The simple case of a pointer to a data member
Let's star with a simpler case : a pointer to an integer member.
class OrederBook {
...
int x,y;
int OrderBook::* px;
};
In the constructor you couldn't initialize px with &x because &x is an absolute address of an integer, and px is the (relative) address of an integer in an OrderBook. We would then initialize it:
OrderBook::OrderBook(..)
: m_OrderBookName(name), px(&OrderBook::x) {...}
But in this case, the ordinary dereferencing operator for px would not work either:
*px =2; // error because of unary operator *
In fact, for dereferencing such a pointer, you need to know not only the pointer, but also the object in which this pointer should be used:
this->*px =2; // yes ! take relative px address and apply it to this object.
Unary vs. Binary derefencing
The standard defines two different dereferencing operators:
5.3.1/1: The unary * operator performs indirection: the expression to which it
is applied shall be a pointer to an object type, or a pointer to a
function type and the result is an lvalue referring to the object or
function to which the expression points. If the type of the expression
is “pointer to T,” the type of the result is “T.”
5.5/3: The binary operator ->* binds its second operand, which shall be of type “pointer to member of T” to its first operand, which
shall be of type “pointer to T” or “pointer to a class of which T is
an unambiguous and accessible base class.” The expression E1->E2 is
converted into the equivalent form ((E1)).*E2.
Dereferencing a pointer to a member function
For the data example above, you have the choice of the weapons. You could build very easily code achieving the same results, but defining px as int *px instead of int OrderBook::*px and using the unary * as usual.
Unfortunately for poitners to non static member function, you can't use such shortcuts. You really need a pointer to a member function and not a pointer to a function: When you call a member function, in addition to the arguments that you have to pass, you always have to know for which object you call it. And the only way to tell this is to use (->*) or (.*).
Conclusion
Ommitting this->* and assuming the compiler would be intelligent enough to deduct that it's for the current object could seem natural for us. But this is not defined by the standard. It's unfortunate and more here.
Related
On this page I found a good example of function pointers in C++ (as well as of functors, but this question isn't about functors). Below is some copypasta from that page.
#include <iostream>
double add(double left, double right) {
return left + right;
}
double multiply(double left, double right) {
return left * right;
}
double binary_op(double left, double right, double (*f)(double, double)) {
return (*f)(left, right);
}
int main( ) {
double a = 5.0;
double b = 10.0;
std::cout << "Add: " << binary_op(a, b, add) << std::endl;
std::cout << "Multiply: " << binary_op(a, b, multiply) << std::endl;
return 0;
}
I understand the code in general terms, but there are a couple of things that I've always found confusing.
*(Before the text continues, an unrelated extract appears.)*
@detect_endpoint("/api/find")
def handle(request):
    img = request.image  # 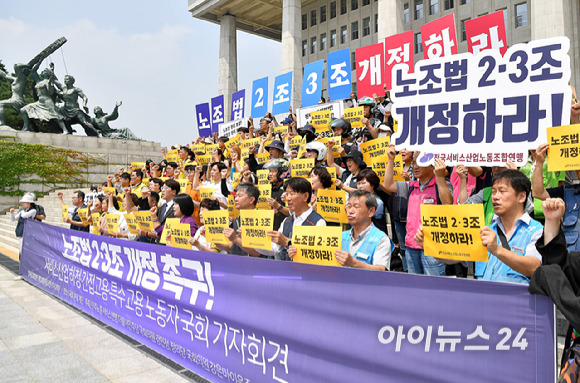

Function binary_op() takes a function pointer *f, but when it's used, for example on line 19 binary_op(a, b, add), the function symbol add is passed in, not what one would think of as its pointer, &add. Now you may say that this is because the symbol add is a pointer; it's the address of the bit of code corresponding to the function add(). Very well, but then there still seems to be a type discrepancy here. The function binary_op() takes *f, which means f is a pointer to something. I pass in add, which itself is a pointer to code. (Right?) So then f is assigned the value of add, which makes f a pointer to code, which means that f is a function just like add, which means that f should be called like f(left, right), exactly how add should be called, but on line 12, it's called like (*f)(left, right), which doesn't seem right to me because it would be like writing (*add)(left, right), and *add isn't the function, it's the first character of the code that add points to. (Right?)
I know that replacing the original definition of binary_op() with the following also works.
double binary_op(double left, double right, double f(double, double)) {
return f(left, right);
}
And in fact, this makes much more sense to me, but the original syntax doesn't make sense as I explained above.
So, why is it syntactically correct to use (*f) instead of just f? If the symbol func is itself a pointer, then what precisely does the phrase "function pointer" or "pointer to a function" mean? As the original code currently stands, when we write double (*f)(double, double), what kind of thing is f then? A pointer to a pointer (because (*f) is itself a pointer to a bit of code)? Is the symbol add the same sort of thing as (*f), or the same sort of thing as f?
Now, if the answer to all of this is "Yeah C++ syntax is weird, just memorise function pointer syntax and don't question it.", then I'll reluctantly accept it, but I would really like a proper explanation of what I'm thinking wrong here.
I've read this question and I think I understand that, but haven't found it helpful in addressing my confusion. I've also read this question, which also didn't help because it doesn't directly address my type discrepancy problem. I could keep reading the sea of information on the internet to find my answer but hey, that's what Stack Overflow is for right?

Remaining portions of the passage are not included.